At fiveteen I didnt know what I wanted, born and raised in a Christian household and walking in the shadow of three over achieving brothers, I was lost. I thought my Christiian life couldn’t possibly offer me what the popular lifestyle could so I walked away. I walked away from church, family, and the God I had worshiped since childhood for a chance to be in the in crowd.
It started small, just a beer, just a way to be a part of the crowd but before I knew it, it was a beast I couldn’t control. Drugs, drinking, and boys. Just a way to fill a void. Somethhing in me told me I was made for me but MTV told me this was the good life.
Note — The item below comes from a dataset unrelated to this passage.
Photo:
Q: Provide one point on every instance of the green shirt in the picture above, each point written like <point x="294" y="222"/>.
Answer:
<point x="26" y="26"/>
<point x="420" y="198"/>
I was just being a teen, just experimenting, just following the crowd. This is what i told my parents when i showed up drunk at school funcitons, was throwing up mornings after binge drinking, or sobbing in my room after another break up. I couldnt understand why this life that the world said would make me happy was so painful.
Then after another break up that left me on my knees I sat in my bedroom with a handful of pills and was ready to take them all. Something whispered though, theres more. I put the pills down and picked up my bible. I thought maybe somewhere in the pages I could find my answer but I wasn’t ready. I didnt know who I would be apart from my friends, I couldnt walk away from the parties, and I needed the attention from boys to know I was worth something but deep down inside I prayed for a way out.
Freshman year of college came and I knew I couldn’t keep living like this. I was slowly self destructing and looking for more. I ended up at a Christian conference called Passion to hear my brother sing when God got my attention. It was the words to the song my brother sang that captured my heart. “Jesus Paid it all, all to him i owe, sin had left a crimson stain he washed it white as snow, Oh praise the one who paid my debt and raised this life up from the dead.” I never was the same. I gave up my old life and my old ways for the God who had never abandoned me. I realizd that day why I was never meant to live for me, i was created for more. I was created to serve my maker.
In all my years of living away from Christ i never once felt satisfied and it was only after I returned to my savior that I realize why. I need Jesus and there is no substitute for that.